La oposición ejercida por el Partido Popular no paraba en barras con
tal de hundir al gobierno de Zapatero aun sabiendo que semejante
política causaba un daño innegable a la imagen de España necesitada
como nunca de credibilidad. El Partido Popular no reparaba en nada ni
se escuchaba voz autorizada en su seno que invitara al comedimiento. Se
hizo mucho daño, y ese daño fue originado por políticos del Partido
Popular bien capacitados, eficaces y eficientes, sobradamente solventes
para esa tarea. Se nos vienen los recuerdos bien ciertos desde una
memoria reciente y conmovida.
El Partido Popular mantuvo un programa político oculto, está haciendo
justamente lo contrario que prometió. Adopta medidas que más parecen
perseguir la eliminación de cuajo de derechos solidamente asentados y
convenidos social y políticamente. En los cimientos del edificio
del bienestar se depositan cargas para su demolición, justamente eso es
lo que percibe.
El gabinete de Rajoy propone e impulsa medidas que obedientemente su
grupo político en las Cortes suscribe, incluso jaleando a su jefe por
tan extraordinarios y “certeros” recortes, con algún que otro dicterio
que anima aún más al ambiente de jolgorio de los diputados derechistas.

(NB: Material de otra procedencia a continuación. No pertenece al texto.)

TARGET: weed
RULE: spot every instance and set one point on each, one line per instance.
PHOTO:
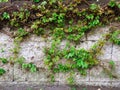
(2, 71)
(4, 60)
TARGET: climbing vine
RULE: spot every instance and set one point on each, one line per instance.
(61, 20)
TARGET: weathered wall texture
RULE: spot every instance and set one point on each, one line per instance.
(32, 50)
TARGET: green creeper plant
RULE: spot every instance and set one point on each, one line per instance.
(2, 71)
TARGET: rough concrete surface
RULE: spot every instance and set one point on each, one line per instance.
(32, 51)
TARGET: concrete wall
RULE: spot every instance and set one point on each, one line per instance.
(32, 50)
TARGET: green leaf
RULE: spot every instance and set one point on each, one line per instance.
(36, 1)
(6, 15)
(2, 71)
(112, 3)
(4, 60)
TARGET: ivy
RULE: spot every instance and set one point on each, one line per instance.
(115, 37)
(2, 71)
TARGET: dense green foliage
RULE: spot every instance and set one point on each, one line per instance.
(62, 21)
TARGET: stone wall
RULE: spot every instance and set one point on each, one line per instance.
(32, 50)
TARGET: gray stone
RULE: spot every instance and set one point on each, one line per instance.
(116, 53)
(96, 34)
(8, 76)
(106, 52)
(6, 44)
(40, 76)
(20, 75)
(32, 51)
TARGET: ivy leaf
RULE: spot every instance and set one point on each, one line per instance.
(4, 60)
(2, 71)
(36, 1)
(112, 3)
(6, 15)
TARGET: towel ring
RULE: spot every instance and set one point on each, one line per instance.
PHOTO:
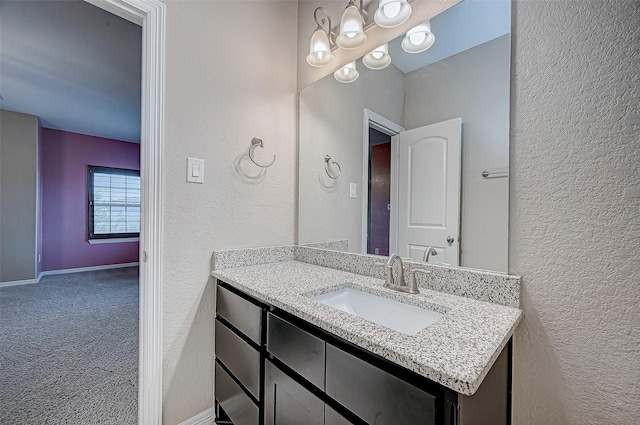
(255, 142)
(330, 171)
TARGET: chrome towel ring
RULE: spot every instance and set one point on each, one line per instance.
(328, 168)
(255, 142)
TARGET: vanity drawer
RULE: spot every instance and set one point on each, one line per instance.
(241, 313)
(238, 406)
(287, 402)
(375, 395)
(301, 351)
(239, 357)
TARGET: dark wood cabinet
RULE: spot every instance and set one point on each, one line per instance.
(273, 368)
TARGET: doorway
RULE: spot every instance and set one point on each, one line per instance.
(379, 193)
(379, 172)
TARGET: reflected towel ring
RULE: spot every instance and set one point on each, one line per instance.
(258, 142)
(330, 171)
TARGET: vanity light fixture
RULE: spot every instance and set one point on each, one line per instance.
(419, 38)
(392, 13)
(351, 28)
(320, 46)
(347, 74)
(378, 58)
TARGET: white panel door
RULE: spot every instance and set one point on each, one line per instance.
(428, 194)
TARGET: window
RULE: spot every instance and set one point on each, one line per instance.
(114, 203)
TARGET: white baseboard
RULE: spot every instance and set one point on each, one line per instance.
(206, 417)
(65, 271)
(89, 269)
(21, 282)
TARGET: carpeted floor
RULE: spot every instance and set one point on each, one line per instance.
(69, 349)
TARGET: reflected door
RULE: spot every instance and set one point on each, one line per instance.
(429, 175)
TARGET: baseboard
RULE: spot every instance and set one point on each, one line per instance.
(206, 417)
(90, 269)
(21, 282)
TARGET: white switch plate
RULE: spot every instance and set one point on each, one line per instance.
(195, 170)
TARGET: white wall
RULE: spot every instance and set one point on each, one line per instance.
(18, 195)
(473, 85)
(230, 76)
(331, 123)
(575, 211)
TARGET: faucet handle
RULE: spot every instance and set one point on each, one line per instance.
(413, 283)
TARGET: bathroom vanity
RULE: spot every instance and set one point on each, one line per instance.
(283, 358)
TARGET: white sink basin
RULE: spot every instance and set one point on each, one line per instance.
(401, 317)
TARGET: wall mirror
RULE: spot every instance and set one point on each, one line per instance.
(415, 155)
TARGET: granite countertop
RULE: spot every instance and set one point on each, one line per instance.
(456, 351)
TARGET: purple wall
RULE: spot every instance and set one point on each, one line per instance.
(39, 201)
(65, 157)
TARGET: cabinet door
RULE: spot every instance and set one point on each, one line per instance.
(331, 417)
(374, 395)
(287, 402)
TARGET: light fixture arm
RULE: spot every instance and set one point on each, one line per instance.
(321, 22)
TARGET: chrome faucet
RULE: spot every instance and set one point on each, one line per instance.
(401, 284)
(428, 252)
(389, 282)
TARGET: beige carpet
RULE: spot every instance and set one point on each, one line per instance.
(69, 349)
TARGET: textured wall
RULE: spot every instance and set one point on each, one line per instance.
(18, 195)
(230, 76)
(575, 211)
(65, 195)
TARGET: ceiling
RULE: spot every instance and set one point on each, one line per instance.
(72, 64)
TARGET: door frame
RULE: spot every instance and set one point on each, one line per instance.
(388, 127)
(150, 15)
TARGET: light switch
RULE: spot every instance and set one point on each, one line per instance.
(195, 170)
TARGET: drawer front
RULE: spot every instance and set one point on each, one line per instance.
(375, 395)
(234, 401)
(331, 417)
(242, 314)
(287, 402)
(296, 348)
(239, 357)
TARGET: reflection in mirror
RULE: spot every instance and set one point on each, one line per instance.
(413, 140)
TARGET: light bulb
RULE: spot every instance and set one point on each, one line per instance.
(319, 49)
(378, 58)
(351, 34)
(391, 13)
(419, 38)
(347, 74)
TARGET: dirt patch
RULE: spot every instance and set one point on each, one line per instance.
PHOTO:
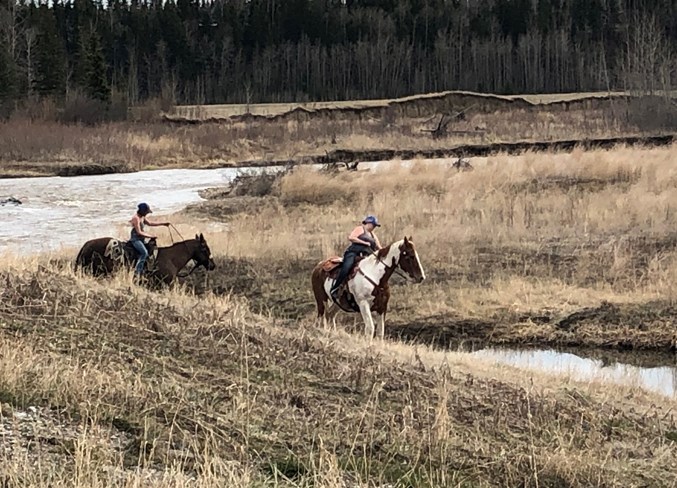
(240, 387)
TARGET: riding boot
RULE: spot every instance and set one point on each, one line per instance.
(348, 260)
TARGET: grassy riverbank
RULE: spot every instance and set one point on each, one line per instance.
(106, 384)
(570, 250)
(103, 383)
(34, 147)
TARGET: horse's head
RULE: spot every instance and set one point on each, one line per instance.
(151, 245)
(409, 261)
(202, 255)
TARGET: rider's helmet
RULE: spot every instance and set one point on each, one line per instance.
(370, 219)
(144, 209)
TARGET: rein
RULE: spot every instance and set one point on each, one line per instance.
(178, 274)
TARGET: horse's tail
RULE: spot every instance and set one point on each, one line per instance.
(317, 280)
(80, 258)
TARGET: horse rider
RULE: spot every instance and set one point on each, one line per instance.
(363, 242)
(139, 221)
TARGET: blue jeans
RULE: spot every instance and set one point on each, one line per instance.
(143, 255)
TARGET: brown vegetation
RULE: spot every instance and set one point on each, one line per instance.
(570, 249)
(105, 384)
(34, 145)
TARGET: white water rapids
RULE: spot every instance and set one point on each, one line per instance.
(67, 211)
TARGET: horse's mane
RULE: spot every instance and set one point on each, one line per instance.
(187, 241)
(383, 252)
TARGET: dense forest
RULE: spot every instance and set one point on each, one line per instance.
(237, 51)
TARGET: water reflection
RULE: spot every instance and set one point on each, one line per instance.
(659, 379)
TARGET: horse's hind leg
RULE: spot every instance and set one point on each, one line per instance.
(365, 310)
(330, 315)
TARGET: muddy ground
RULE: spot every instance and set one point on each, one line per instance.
(282, 289)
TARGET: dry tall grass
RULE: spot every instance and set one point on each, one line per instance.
(136, 388)
(40, 147)
(534, 235)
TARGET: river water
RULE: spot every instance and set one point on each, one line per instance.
(61, 212)
(64, 212)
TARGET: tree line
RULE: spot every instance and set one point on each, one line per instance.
(240, 51)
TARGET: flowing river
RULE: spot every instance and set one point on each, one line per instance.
(61, 212)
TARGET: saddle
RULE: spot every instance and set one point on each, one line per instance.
(124, 252)
(332, 266)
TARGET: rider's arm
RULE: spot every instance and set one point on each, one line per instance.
(354, 236)
(156, 224)
(136, 223)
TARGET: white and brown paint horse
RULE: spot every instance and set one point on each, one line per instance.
(368, 284)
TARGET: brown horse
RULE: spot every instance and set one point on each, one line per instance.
(106, 255)
(366, 289)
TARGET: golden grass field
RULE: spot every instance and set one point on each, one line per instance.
(227, 381)
(34, 146)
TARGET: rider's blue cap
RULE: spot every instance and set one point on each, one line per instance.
(370, 219)
(144, 208)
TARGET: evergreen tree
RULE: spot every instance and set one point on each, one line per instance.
(96, 71)
(51, 65)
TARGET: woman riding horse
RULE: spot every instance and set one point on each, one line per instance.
(369, 287)
(364, 242)
(139, 221)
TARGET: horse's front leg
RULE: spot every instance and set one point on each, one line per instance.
(365, 310)
(380, 325)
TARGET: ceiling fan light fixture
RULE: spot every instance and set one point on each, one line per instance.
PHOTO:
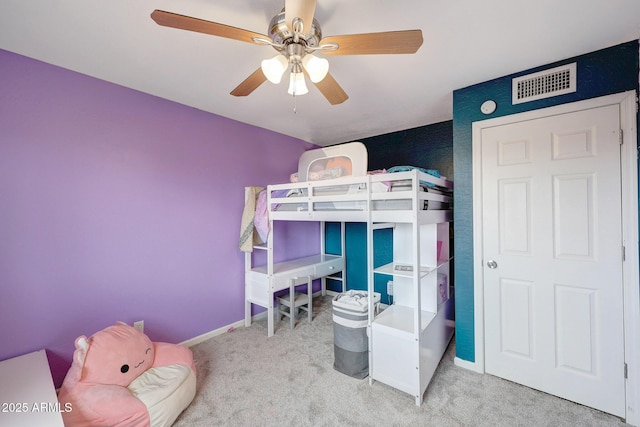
(297, 86)
(316, 67)
(274, 68)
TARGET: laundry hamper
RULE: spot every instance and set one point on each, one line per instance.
(350, 342)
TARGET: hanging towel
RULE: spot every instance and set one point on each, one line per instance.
(247, 236)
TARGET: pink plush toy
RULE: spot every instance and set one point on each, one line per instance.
(118, 377)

El efecto en la población, en el común, en la gente de la calle es
demoledor. Al descontento inicial por el rumbo que iba tomando el
gobierno, la deriva por el nuevo anuncio no es desde luego
tranquilizadora, de modo que llovía sobre mojado.

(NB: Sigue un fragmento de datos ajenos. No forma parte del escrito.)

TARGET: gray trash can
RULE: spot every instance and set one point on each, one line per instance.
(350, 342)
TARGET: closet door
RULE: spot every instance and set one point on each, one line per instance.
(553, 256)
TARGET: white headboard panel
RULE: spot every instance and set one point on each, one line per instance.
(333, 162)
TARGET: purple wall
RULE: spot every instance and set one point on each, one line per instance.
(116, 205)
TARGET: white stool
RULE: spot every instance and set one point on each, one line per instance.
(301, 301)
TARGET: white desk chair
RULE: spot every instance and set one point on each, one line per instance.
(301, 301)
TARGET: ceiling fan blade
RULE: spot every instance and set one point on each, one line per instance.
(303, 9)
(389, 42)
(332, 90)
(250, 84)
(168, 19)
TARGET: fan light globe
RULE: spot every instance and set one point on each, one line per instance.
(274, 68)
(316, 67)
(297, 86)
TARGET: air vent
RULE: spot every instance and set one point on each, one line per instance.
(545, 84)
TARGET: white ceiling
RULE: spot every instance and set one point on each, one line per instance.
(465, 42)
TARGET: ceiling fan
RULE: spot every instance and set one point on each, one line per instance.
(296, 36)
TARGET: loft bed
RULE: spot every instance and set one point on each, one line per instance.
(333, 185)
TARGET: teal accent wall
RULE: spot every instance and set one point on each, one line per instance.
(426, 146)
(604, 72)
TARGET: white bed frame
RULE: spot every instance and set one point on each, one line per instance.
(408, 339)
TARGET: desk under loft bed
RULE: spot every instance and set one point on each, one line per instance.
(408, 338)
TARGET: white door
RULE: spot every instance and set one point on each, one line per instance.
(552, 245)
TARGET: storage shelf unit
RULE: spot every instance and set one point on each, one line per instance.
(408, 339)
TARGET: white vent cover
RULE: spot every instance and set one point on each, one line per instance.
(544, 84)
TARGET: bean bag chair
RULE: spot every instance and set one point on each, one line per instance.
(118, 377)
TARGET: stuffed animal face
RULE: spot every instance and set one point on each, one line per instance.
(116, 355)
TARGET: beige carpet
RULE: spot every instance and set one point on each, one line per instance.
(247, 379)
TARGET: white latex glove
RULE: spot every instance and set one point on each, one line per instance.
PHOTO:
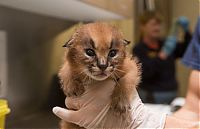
(92, 110)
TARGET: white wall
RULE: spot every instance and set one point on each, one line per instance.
(190, 9)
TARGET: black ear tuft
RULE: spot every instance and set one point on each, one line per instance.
(126, 42)
(64, 45)
(68, 43)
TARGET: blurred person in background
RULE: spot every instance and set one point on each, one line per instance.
(158, 57)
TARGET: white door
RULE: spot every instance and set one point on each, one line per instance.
(3, 64)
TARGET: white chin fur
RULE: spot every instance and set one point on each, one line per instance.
(99, 78)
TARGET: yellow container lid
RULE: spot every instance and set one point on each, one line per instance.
(4, 107)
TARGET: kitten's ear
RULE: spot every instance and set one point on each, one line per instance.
(126, 42)
(68, 43)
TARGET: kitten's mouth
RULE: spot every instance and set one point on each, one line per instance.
(99, 75)
(102, 74)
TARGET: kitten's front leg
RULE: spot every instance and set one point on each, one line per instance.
(125, 87)
(73, 88)
(120, 98)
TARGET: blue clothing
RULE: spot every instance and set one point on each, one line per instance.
(192, 55)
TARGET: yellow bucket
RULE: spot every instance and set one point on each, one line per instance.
(3, 111)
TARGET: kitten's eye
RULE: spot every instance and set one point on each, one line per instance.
(112, 53)
(90, 52)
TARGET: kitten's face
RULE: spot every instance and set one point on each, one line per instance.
(98, 50)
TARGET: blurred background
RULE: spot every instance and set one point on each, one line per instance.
(32, 33)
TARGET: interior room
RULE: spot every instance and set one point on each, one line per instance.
(32, 33)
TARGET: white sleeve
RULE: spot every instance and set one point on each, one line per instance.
(144, 118)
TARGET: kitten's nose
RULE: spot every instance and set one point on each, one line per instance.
(102, 64)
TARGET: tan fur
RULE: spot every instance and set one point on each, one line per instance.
(126, 76)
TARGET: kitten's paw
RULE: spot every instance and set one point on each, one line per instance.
(120, 106)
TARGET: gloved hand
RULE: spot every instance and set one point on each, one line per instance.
(92, 110)
(183, 22)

¿Qué ha sucedido entonces? ¿Cuál es hoy la realidad vital de nuestra
sociedad? Pues que nuestra sociedad está conmocionada y que existe un
clima social de absoluto antagonismo hacia el gobierno del Partido
Popular por las políticas antisociales que está promoviendo.

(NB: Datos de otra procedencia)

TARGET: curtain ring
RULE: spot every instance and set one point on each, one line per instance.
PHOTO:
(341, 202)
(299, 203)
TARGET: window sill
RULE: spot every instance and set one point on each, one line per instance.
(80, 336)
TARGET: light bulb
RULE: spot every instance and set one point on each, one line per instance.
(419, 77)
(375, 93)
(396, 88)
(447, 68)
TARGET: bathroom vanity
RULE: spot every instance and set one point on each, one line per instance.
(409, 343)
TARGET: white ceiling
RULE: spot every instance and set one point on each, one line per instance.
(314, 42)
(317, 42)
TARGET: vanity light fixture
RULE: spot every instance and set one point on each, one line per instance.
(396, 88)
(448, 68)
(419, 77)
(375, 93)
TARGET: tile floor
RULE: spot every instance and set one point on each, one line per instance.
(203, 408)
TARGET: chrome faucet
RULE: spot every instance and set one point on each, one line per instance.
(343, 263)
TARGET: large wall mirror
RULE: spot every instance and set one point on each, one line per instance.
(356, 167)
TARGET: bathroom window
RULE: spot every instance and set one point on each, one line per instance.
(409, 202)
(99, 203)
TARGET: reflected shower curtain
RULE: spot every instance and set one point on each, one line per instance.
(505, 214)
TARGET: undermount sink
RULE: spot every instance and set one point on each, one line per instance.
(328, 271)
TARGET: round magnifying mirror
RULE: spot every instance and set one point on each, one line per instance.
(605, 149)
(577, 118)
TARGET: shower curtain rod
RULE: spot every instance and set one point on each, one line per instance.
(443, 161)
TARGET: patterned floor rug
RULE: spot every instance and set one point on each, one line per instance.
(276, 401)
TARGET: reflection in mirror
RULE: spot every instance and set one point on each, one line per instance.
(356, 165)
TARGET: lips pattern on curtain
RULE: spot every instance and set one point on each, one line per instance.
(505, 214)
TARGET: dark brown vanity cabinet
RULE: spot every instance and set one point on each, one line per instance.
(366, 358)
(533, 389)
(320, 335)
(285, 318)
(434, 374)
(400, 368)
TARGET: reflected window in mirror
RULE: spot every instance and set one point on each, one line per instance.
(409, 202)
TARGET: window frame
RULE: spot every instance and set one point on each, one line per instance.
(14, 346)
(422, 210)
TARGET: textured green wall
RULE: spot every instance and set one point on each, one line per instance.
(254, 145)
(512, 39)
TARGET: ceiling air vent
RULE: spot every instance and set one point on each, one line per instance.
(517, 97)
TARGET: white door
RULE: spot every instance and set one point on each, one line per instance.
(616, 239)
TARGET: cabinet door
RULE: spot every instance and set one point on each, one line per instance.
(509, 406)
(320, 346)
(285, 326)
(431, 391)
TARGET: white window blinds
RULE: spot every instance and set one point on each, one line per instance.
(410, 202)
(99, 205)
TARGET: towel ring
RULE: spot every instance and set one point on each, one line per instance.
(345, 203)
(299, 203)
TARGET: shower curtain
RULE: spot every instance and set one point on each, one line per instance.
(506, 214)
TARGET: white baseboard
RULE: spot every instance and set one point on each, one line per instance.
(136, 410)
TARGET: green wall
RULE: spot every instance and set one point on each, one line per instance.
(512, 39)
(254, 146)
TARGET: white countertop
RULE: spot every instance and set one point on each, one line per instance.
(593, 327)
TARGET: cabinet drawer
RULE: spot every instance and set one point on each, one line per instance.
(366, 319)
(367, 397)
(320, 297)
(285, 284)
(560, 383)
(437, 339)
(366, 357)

Los ciudadanos saben que el libro de reclamaciones ante las medidas
neoliberales del Partido Popular se encuentra en la calle. No queda
otra alternativa. Los movimientos convulsivos aparecen en
concentraciones y manifestaciones
Crece en tanto la conciencia de fraude electoral. ¿Hasta que punto una
sociedad bien informada y con criterio propio puede someterse a los
dictados de un poder político que le ha engañado a sabiendas, que le ha
ocultado sus verdaderas intenciones, que ha variado sustancialmente su
programa político por acciones, por tanto, contrarias a lo prometido?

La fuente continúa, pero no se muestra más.